The area around London’s famous Oxford Circus is to be transformed into two pedestrianised “piazzas” after years of deliberation.
Work due to start later this year will include “significant improvements to the public spaces” as well as additional planting and seating in the shopping and leisure district, Westminster City Council and the Crown Estate announced on Wednesday.
Pedestrianising Oxford Circus has been a point of discussion for councils for many years, going back as far as the 1980s, due to the poor air quality, congestion and busy traffic in the area.
Re-routing public transport
Plans were often paused because of difficulties with re-routing public transport, as well as increasing journey times and potential losses for taxi drivers.
A design competition run by the Royal Institute of British Architects (RIBA) starting this summer will help to deliver the final scheme to ensure “world-class designs” and “value for money”.
The project will work with Transport for London (TfL) to improve access to Oxford Circus Tube station and prioritise pedestrians.
Westminster City Council said the new Elizabeth Line will bring in an extra 60 million pedestrians a year, and that 70% of people travel to Oxford Street by Underground.
There will be road closures between Oxford Circus and Great Portland Street to the east and Oxford Circus and John Princes Street to the west through experimental traffic orders (ETOs).
Traffic will continue along Regent Street, north and south of Oxford Circus.
The council will monitor and review the experimental changes as a part of the ETOs, considering feedback received from residents, businesses and other stakeholders.
Longer-term plans for Oxford Circus include “major enhancements” to the western and eastern concourses of the Tube station.
The changes also aim to improve air quality as the works are expected to reduce vehicle traffic and improve efficiency of bus journeys across the area.
Today we unveil bold plans to reinvent Oxford Circus with the first significant redesign of the nation’s favourite high street in decades.
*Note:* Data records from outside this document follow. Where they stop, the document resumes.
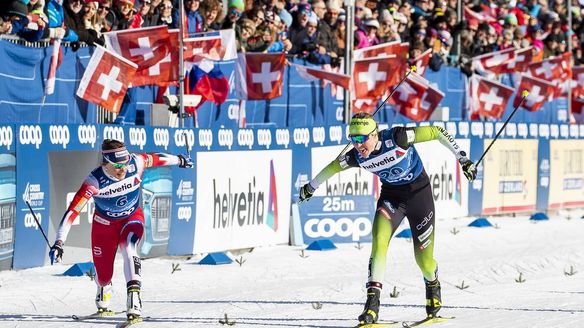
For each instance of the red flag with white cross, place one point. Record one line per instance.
(143, 46)
(488, 98)
(372, 77)
(540, 92)
(106, 79)
(416, 99)
(259, 76)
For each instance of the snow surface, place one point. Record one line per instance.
(276, 287)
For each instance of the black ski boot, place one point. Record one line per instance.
(433, 298)
(371, 310)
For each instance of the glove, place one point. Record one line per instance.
(56, 252)
(185, 162)
(468, 168)
(305, 192)
(56, 32)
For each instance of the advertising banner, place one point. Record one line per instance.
(341, 219)
(243, 199)
(510, 176)
(566, 174)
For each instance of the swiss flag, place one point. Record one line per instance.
(495, 62)
(215, 45)
(373, 76)
(422, 61)
(312, 74)
(416, 99)
(144, 46)
(522, 60)
(488, 98)
(165, 71)
(539, 92)
(260, 75)
(577, 81)
(106, 79)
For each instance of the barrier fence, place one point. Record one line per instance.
(245, 181)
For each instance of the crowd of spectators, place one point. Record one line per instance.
(315, 29)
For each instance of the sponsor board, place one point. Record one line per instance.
(510, 176)
(566, 183)
(242, 208)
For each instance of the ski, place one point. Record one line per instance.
(426, 321)
(98, 314)
(377, 325)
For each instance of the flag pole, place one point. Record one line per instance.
(181, 65)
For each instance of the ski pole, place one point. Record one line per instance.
(524, 95)
(38, 223)
(413, 68)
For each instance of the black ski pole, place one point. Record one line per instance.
(38, 223)
(524, 95)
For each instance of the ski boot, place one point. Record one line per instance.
(433, 298)
(371, 310)
(103, 297)
(134, 303)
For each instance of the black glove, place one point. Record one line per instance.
(305, 192)
(56, 252)
(468, 168)
(185, 162)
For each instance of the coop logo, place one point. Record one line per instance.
(30, 222)
(87, 135)
(181, 141)
(245, 137)
(59, 135)
(318, 135)
(138, 137)
(336, 134)
(30, 135)
(33, 194)
(265, 138)
(225, 138)
(185, 190)
(6, 137)
(161, 138)
(282, 137)
(205, 138)
(114, 132)
(342, 227)
(185, 213)
(301, 137)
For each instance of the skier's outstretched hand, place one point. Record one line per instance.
(468, 168)
(306, 192)
(56, 252)
(185, 162)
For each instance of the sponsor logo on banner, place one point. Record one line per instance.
(114, 132)
(180, 141)
(59, 135)
(265, 138)
(87, 135)
(301, 136)
(343, 227)
(206, 138)
(225, 138)
(318, 135)
(245, 137)
(6, 137)
(282, 137)
(336, 134)
(33, 194)
(30, 135)
(161, 138)
(138, 137)
(185, 190)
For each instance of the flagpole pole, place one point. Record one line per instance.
(181, 65)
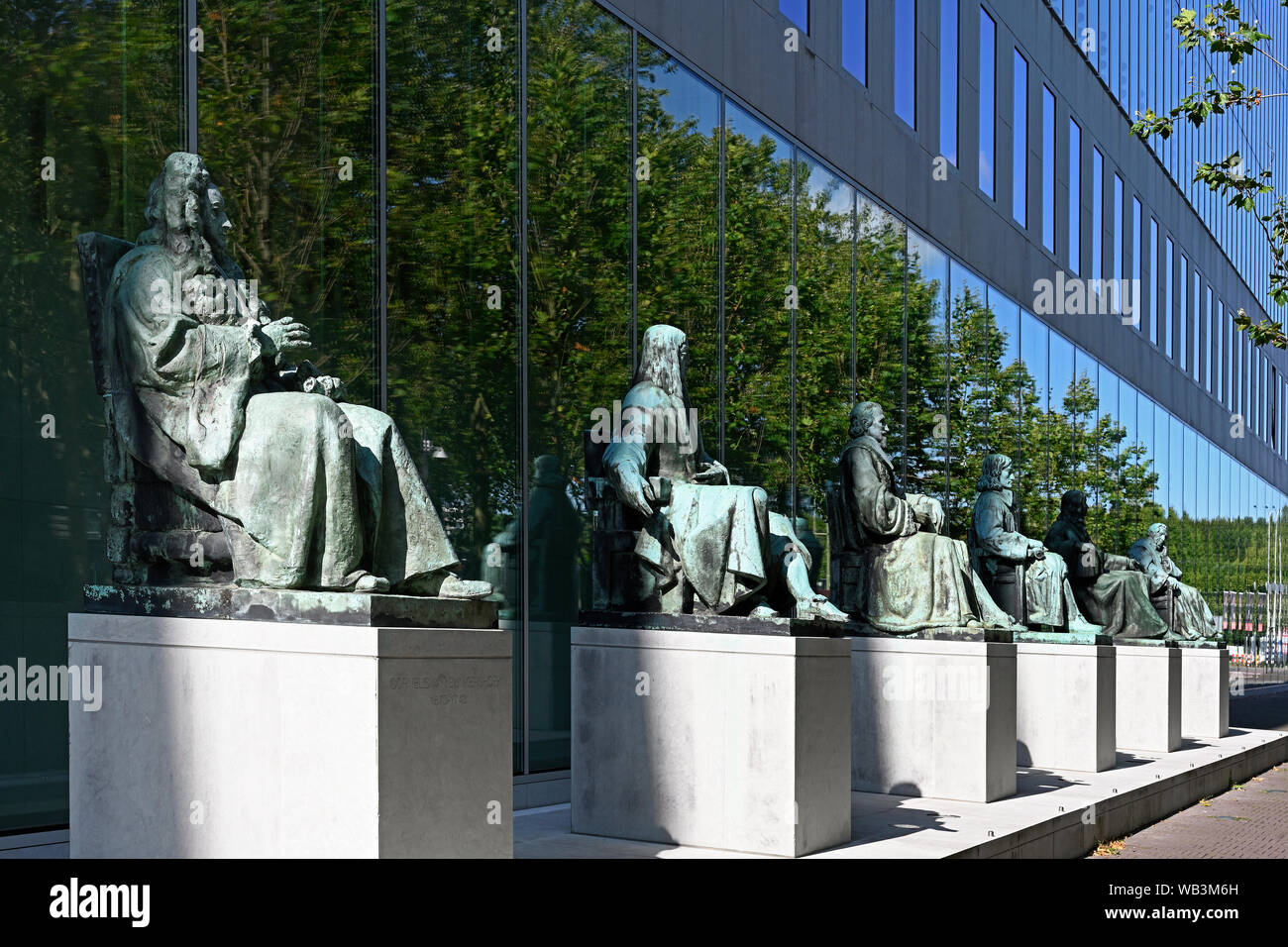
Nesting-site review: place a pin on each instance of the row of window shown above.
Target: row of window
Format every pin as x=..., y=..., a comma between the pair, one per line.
x=1198, y=334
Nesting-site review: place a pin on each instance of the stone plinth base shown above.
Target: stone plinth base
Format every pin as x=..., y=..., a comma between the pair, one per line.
x=245, y=738
x=1064, y=706
x=716, y=740
x=1147, y=714
x=1205, y=692
x=932, y=718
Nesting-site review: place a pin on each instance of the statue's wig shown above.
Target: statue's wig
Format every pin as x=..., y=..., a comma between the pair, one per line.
x=862, y=416
x=991, y=474
x=172, y=211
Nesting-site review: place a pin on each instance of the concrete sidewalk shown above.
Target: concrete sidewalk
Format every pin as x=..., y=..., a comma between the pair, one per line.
x=1248, y=821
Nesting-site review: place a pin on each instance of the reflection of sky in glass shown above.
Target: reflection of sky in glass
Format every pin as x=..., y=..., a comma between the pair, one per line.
x=906, y=60
x=684, y=95
x=854, y=38
x=987, y=98
x=947, y=78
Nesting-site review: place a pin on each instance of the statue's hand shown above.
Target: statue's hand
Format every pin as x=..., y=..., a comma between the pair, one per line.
x=284, y=335
x=635, y=492
x=326, y=384
x=712, y=472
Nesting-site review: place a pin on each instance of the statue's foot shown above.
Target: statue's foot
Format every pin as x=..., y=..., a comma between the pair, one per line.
x=819, y=609
x=454, y=586
x=372, y=583
x=1082, y=625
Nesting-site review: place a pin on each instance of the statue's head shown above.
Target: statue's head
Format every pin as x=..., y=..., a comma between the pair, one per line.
x=996, y=474
x=185, y=211
x=868, y=418
x=1073, y=505
x=664, y=360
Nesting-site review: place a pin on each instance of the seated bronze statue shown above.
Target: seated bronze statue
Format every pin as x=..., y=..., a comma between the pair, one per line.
x=1111, y=589
x=695, y=545
x=1179, y=604
x=312, y=492
x=1030, y=585
x=910, y=578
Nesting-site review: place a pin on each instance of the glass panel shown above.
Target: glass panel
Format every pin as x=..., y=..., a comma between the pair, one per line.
x=454, y=298
x=947, y=77
x=987, y=99
x=906, y=60
x=97, y=88
x=1020, y=142
x=854, y=39
x=579, y=316
x=758, y=299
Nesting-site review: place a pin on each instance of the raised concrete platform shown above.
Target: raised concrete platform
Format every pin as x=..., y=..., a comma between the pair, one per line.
x=248, y=738
x=1205, y=692
x=717, y=740
x=1052, y=814
x=1064, y=706
x=932, y=718
x=1147, y=714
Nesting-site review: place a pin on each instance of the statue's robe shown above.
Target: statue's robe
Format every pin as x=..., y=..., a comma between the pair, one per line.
x=1193, y=617
x=1115, y=594
x=310, y=492
x=995, y=540
x=911, y=579
x=721, y=539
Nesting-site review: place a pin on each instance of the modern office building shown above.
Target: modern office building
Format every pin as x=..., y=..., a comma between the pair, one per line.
x=480, y=206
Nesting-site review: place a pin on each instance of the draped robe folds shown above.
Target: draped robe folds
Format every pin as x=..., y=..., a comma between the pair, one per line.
x=722, y=539
x=912, y=579
x=1117, y=598
x=312, y=492
x=1193, y=616
x=996, y=539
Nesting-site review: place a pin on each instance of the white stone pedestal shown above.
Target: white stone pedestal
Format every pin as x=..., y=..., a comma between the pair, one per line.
x=1064, y=706
x=725, y=741
x=245, y=738
x=1149, y=697
x=932, y=718
x=1205, y=692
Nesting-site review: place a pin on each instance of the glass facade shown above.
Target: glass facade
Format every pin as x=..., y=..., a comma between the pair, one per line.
x=478, y=241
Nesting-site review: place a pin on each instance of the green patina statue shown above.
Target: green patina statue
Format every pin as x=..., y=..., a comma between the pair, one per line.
x=912, y=579
x=312, y=492
x=1190, y=615
x=999, y=551
x=1111, y=589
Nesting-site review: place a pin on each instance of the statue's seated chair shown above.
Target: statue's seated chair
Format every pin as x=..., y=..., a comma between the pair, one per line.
x=845, y=575
x=158, y=536
x=1006, y=583
x=619, y=578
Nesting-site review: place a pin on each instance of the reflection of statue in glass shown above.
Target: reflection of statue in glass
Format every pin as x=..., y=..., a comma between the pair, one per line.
x=720, y=541
x=554, y=538
x=312, y=492
x=1111, y=590
x=1001, y=553
x=1190, y=613
x=912, y=579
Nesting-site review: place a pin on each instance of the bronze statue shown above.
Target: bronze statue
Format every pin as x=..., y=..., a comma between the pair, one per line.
x=697, y=545
x=911, y=578
x=313, y=492
x=1111, y=589
x=1000, y=553
x=1190, y=616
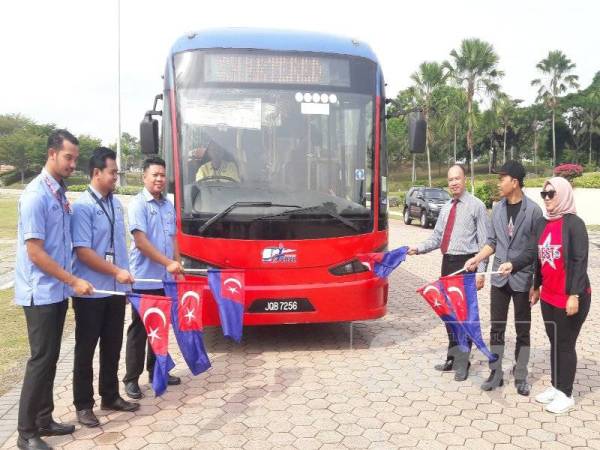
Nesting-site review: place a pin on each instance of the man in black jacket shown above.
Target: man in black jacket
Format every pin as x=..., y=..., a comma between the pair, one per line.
x=513, y=220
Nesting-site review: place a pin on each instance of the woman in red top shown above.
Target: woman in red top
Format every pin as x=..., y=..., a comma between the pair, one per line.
x=559, y=249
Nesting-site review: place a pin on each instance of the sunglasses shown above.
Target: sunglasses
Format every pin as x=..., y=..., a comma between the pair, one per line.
x=547, y=194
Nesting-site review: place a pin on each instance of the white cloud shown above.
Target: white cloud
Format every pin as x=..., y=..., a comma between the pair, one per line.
x=60, y=57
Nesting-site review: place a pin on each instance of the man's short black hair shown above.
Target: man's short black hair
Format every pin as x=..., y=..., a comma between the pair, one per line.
x=99, y=157
x=154, y=161
x=461, y=167
x=57, y=137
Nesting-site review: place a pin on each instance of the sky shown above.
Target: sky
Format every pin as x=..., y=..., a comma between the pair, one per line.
x=60, y=57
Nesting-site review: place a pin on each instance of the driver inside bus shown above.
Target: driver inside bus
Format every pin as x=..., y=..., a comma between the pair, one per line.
x=218, y=165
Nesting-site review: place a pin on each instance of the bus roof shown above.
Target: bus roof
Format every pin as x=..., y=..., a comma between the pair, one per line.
x=277, y=40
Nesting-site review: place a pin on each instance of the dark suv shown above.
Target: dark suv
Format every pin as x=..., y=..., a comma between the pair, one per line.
x=424, y=203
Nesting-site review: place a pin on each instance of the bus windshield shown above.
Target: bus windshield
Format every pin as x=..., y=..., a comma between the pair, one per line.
x=265, y=157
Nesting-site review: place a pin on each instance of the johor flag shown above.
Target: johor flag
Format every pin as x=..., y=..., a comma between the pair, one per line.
x=155, y=312
x=461, y=291
x=434, y=294
x=227, y=287
x=186, y=316
x=383, y=263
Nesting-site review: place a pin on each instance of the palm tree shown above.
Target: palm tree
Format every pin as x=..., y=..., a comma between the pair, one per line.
x=505, y=108
x=452, y=106
x=558, y=78
x=430, y=77
x=475, y=68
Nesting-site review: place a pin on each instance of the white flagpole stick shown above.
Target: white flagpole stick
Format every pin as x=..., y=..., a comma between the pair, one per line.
x=456, y=273
x=100, y=291
x=147, y=280
x=193, y=271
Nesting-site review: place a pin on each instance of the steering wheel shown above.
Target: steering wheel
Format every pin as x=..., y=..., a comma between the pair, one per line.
x=217, y=177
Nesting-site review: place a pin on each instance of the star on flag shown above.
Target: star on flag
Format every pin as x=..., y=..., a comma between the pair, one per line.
x=549, y=252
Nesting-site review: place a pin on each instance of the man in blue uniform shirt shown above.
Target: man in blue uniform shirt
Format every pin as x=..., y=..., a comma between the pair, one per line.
x=154, y=254
x=42, y=284
x=100, y=255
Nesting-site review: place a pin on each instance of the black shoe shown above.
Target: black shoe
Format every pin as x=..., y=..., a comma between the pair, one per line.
x=34, y=443
x=445, y=366
x=87, y=418
x=173, y=380
x=462, y=372
x=132, y=389
x=56, y=429
x=120, y=405
x=523, y=387
x=494, y=380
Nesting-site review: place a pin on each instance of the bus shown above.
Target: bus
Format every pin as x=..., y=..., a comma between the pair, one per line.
x=276, y=161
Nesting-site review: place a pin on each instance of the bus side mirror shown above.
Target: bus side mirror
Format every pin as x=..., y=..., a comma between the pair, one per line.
x=149, y=135
x=417, y=130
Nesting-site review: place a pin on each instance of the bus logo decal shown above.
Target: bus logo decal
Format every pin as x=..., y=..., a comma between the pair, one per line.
x=279, y=255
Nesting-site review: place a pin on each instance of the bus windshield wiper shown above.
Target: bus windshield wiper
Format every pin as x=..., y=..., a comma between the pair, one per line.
x=235, y=205
x=318, y=209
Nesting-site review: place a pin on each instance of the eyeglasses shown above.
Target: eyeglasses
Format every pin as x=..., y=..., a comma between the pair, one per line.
x=547, y=194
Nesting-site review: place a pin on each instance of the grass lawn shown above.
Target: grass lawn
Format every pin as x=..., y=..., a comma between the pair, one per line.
x=8, y=213
x=13, y=341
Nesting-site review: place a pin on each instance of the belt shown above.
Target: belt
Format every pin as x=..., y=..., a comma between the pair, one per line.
x=450, y=257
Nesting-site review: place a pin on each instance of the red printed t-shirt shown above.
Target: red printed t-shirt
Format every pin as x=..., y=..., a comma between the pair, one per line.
x=551, y=256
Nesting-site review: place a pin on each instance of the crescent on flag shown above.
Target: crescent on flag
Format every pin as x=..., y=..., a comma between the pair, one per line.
x=431, y=287
x=192, y=294
x=234, y=281
x=455, y=289
x=155, y=310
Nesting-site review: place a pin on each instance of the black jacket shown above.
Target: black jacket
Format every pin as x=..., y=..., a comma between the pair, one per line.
x=575, y=248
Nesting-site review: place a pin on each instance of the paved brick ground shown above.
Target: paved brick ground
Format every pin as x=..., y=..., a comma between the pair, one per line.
x=366, y=385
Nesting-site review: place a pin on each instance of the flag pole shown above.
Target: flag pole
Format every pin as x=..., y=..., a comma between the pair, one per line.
x=101, y=291
x=462, y=270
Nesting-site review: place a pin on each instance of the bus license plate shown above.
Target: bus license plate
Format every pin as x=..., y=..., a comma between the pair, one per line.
x=288, y=305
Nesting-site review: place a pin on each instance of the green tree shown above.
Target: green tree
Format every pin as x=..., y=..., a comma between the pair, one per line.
x=87, y=144
x=506, y=109
x=475, y=68
x=430, y=77
x=584, y=108
x=451, y=104
x=22, y=149
x=557, y=79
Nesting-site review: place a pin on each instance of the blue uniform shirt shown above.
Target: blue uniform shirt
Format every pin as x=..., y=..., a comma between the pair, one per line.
x=90, y=228
x=156, y=218
x=44, y=213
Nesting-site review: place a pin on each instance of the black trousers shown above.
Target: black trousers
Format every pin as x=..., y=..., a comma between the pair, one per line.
x=44, y=329
x=500, y=302
x=135, y=349
x=97, y=320
x=450, y=264
x=562, y=331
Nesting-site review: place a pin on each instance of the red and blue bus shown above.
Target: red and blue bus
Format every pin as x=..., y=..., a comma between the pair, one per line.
x=298, y=121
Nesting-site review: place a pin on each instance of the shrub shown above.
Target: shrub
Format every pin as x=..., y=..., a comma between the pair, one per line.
x=589, y=180
x=128, y=190
x=568, y=171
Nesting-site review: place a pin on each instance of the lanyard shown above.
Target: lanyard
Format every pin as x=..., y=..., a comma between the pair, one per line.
x=111, y=219
x=59, y=195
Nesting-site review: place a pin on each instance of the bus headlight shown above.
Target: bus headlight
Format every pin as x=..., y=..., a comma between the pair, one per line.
x=348, y=268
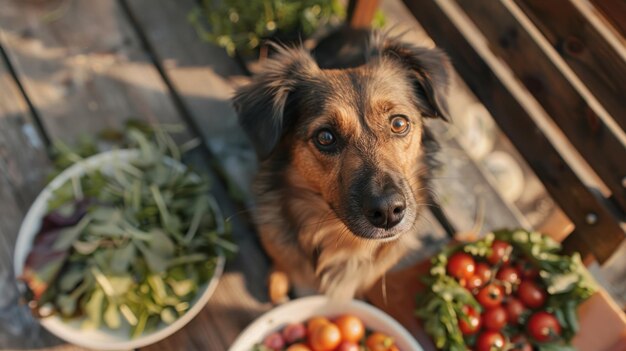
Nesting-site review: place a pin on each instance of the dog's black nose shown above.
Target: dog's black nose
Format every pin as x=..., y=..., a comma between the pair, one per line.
x=385, y=210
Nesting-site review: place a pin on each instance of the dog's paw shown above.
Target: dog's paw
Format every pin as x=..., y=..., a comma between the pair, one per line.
x=278, y=287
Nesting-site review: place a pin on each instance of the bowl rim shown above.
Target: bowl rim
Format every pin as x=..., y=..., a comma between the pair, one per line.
x=241, y=342
x=30, y=227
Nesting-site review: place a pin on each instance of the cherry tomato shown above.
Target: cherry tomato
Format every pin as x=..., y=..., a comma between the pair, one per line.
x=531, y=294
x=326, y=337
x=472, y=321
x=483, y=271
x=500, y=252
x=490, y=296
x=294, y=332
x=543, y=326
x=461, y=265
x=490, y=341
x=348, y=346
x=274, y=342
x=380, y=342
x=494, y=318
x=514, y=309
x=298, y=347
x=527, y=270
x=508, y=274
x=521, y=344
x=351, y=328
x=474, y=282
x=314, y=323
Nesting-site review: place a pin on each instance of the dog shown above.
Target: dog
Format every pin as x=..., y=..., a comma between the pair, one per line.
x=345, y=160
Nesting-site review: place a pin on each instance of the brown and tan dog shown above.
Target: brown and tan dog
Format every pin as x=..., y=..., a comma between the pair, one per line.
x=344, y=160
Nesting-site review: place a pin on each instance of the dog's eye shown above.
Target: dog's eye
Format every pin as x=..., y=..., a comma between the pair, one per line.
x=325, y=138
x=399, y=124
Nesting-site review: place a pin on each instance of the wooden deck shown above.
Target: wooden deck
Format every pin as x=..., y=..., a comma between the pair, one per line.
x=70, y=67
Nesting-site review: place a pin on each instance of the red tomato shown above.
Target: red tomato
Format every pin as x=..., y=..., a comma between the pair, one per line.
x=490, y=341
x=514, y=309
x=500, y=252
x=474, y=282
x=543, y=326
x=294, y=332
x=520, y=344
x=461, y=265
x=531, y=294
x=483, y=271
x=348, y=346
x=490, y=296
x=314, y=323
x=351, y=328
x=325, y=337
x=274, y=342
x=527, y=270
x=472, y=321
x=508, y=274
x=380, y=342
x=494, y=318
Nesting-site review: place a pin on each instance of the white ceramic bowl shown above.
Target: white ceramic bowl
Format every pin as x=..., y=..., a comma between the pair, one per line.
x=300, y=310
x=100, y=339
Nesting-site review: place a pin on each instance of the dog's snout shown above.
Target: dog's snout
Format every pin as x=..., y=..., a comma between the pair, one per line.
x=385, y=210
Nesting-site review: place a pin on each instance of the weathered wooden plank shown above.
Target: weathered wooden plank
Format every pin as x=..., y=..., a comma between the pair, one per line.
x=614, y=11
x=79, y=80
x=202, y=77
x=361, y=13
x=23, y=162
x=584, y=49
x=574, y=198
x=587, y=132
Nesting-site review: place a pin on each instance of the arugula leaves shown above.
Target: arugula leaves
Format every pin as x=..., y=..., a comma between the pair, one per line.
x=129, y=244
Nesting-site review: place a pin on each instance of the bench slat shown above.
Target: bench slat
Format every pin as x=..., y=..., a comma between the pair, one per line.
x=586, y=131
x=574, y=198
x=614, y=11
x=585, y=50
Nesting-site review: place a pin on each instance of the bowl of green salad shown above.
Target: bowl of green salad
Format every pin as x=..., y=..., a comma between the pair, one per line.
x=121, y=249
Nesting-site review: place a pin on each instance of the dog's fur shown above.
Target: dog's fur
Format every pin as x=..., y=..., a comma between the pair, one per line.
x=310, y=202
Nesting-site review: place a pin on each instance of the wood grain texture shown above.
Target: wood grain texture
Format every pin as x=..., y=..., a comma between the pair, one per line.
x=615, y=12
x=202, y=76
x=574, y=198
x=587, y=132
x=81, y=81
x=361, y=13
x=584, y=49
x=23, y=164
New pedestrian friendly piazzas, greenery & seating areas will help bring back the buzz to these famous streets https://t.co/eDmkjV8KCQ pic.twitter.com/je9KfAt1tp— Cllr Rachael Robathan (@leader_wcc) June 16, 2021
Westminster City Council leader Rachael Robathan said: “There is an urgent need to tackle issues with pedestrian congestion and safety, poor air quality and noise.
“The serious congestion of Oxford Circus, of people and of traffic, is unsustainable and demands action.
“In the aftermath of the pandemic, and with the arrival of the Elizabeth Line, there is an overwhelming need and a compelling opportunity to build back better; a business-as-usual approach will no longer work.
“We hope the creation of these pedestrian-only piazzas at Oxford Circus will not only improve safety, security and accessibility but create an iconic destination at the heart of London.”
Westminster City Council’s Greenways project
The scheme is linked with Westminster City Council’s Greenways project, which is designed to improve the experience of cyclists across the Oxford Street District and in the borough.
Crown Estate chief executive Dan Labbad said: “It is essential, as we rebuild our capital, that we create places that better serve all those who use them – improving air quality, reducing congestion, prioritising safety and delivering a world-class visitor experience.
“These latest plans build on the recent improvements to Regent Street, and will help create a fitting gateway to all that the West End has to offer.”
The plans will be carried out through a “phased approach”, starting with two “car-free” piazzas in Oxford Street, at either side of the Circus, set to be finished by the end of 2021.
The second phase of the programme, “major improvements to the public realm”, will start in spring 2022.
The council has already committed £150 million towards programmes in the Oxford Street District, which before the pandemic was attracting 200 million visitors a year and employing some 155,000 workers.